Seeds for Grassy Mountain: A Native Plant Workshop
With Alana Bartol and Latifa Pelletier-Ahmed
February 28
2-4 PM | Workshop
Free for members/ Non-members: $10.
Admission to the gallery is included with the participation fee.
Join artists Alana Bartol and Latifa Pelletier-Ahmed for a hands-on workshop exploring art, ecology, and restoration.
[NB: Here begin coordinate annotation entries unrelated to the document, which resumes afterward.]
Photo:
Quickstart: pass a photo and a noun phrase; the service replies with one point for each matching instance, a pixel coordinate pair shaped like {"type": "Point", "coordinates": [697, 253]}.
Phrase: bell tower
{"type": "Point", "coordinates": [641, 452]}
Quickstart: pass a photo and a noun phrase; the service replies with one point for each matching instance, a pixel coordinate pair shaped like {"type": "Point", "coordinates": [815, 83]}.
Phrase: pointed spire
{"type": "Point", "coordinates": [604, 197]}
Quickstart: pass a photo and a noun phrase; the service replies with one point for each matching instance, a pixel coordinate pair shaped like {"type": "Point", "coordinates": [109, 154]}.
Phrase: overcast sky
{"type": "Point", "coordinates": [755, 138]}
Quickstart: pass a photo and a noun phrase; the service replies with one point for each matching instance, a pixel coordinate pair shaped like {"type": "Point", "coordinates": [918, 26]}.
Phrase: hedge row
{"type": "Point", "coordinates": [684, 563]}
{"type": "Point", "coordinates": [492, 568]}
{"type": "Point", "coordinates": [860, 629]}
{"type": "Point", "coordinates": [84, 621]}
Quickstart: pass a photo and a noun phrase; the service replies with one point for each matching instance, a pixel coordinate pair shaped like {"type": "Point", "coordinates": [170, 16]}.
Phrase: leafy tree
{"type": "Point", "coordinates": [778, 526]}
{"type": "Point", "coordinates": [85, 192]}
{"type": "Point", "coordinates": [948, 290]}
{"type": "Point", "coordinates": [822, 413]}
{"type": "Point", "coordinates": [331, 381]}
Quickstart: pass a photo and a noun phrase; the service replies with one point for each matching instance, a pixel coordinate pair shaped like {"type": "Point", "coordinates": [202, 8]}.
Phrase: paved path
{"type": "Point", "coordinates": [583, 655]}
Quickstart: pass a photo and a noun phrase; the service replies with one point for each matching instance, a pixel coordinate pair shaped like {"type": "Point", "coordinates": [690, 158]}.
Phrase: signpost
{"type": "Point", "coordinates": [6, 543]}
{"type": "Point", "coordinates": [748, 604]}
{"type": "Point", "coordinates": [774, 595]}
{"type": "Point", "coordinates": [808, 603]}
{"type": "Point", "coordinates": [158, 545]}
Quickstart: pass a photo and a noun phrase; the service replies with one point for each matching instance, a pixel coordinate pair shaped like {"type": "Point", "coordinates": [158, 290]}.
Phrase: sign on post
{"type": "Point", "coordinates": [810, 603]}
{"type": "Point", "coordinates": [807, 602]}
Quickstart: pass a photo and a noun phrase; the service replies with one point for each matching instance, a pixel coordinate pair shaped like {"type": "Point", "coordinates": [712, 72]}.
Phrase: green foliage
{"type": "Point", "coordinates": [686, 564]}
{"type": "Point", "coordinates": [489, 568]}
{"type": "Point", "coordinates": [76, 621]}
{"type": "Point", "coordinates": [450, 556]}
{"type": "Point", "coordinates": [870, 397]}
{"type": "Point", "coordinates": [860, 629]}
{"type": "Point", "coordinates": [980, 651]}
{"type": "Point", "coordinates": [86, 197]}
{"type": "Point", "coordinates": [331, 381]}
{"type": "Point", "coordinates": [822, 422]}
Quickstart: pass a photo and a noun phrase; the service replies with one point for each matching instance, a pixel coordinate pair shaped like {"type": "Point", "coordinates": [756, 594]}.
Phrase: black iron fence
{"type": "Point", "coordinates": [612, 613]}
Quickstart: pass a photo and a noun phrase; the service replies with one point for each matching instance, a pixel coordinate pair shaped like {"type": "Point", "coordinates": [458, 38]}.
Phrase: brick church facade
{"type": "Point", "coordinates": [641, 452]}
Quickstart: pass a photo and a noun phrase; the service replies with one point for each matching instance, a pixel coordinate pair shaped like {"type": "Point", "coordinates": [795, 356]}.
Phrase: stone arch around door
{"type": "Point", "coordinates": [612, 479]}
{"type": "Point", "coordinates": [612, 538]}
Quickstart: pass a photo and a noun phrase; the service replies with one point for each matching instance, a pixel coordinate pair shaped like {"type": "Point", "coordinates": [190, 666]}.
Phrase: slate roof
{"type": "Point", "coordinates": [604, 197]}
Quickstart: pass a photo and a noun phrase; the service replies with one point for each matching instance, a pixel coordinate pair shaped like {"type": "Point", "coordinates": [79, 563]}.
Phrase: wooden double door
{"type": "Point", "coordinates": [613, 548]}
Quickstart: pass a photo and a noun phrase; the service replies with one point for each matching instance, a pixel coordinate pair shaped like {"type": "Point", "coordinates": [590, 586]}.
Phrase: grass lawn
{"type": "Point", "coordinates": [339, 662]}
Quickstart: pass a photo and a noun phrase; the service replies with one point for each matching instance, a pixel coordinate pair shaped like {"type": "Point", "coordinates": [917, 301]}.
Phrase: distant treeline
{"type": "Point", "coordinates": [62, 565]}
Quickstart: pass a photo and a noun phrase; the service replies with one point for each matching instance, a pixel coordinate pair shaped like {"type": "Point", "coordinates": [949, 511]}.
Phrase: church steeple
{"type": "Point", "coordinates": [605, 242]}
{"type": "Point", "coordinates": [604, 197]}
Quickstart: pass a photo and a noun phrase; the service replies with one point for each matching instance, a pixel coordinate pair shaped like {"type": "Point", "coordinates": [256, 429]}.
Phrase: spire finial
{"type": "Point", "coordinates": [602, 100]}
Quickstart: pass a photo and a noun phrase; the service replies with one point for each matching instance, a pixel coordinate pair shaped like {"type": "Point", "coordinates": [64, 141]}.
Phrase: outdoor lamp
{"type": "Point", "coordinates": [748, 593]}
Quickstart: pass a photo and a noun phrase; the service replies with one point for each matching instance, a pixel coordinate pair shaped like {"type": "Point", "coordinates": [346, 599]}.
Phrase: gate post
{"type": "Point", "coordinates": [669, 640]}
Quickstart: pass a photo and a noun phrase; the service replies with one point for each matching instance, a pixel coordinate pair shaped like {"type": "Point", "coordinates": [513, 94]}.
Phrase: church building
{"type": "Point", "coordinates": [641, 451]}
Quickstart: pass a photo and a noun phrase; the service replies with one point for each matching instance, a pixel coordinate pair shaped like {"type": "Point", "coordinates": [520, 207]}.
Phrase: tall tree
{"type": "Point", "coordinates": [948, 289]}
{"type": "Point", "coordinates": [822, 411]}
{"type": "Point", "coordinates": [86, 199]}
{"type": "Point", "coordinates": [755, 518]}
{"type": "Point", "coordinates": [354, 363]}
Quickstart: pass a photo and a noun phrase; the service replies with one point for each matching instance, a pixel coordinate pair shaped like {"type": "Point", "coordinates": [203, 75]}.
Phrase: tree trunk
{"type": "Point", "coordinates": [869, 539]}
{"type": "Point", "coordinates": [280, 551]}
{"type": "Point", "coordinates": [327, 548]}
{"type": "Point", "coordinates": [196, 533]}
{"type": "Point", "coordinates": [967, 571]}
Unfolding in two parts, this workshop invites participants to learn about the artists’ collaborative project Seeds for Grassy Mountain, which responds to the histories and futures of coal mining in Alberta’s Crowsnest Pass.
Through drawing and discussion, participants will reflect on species and habitats at risk, experiment with milk and charcoal drawings, and learn about native plants and seed preparation techniques. Each participant will take home native seeds to grow and care for.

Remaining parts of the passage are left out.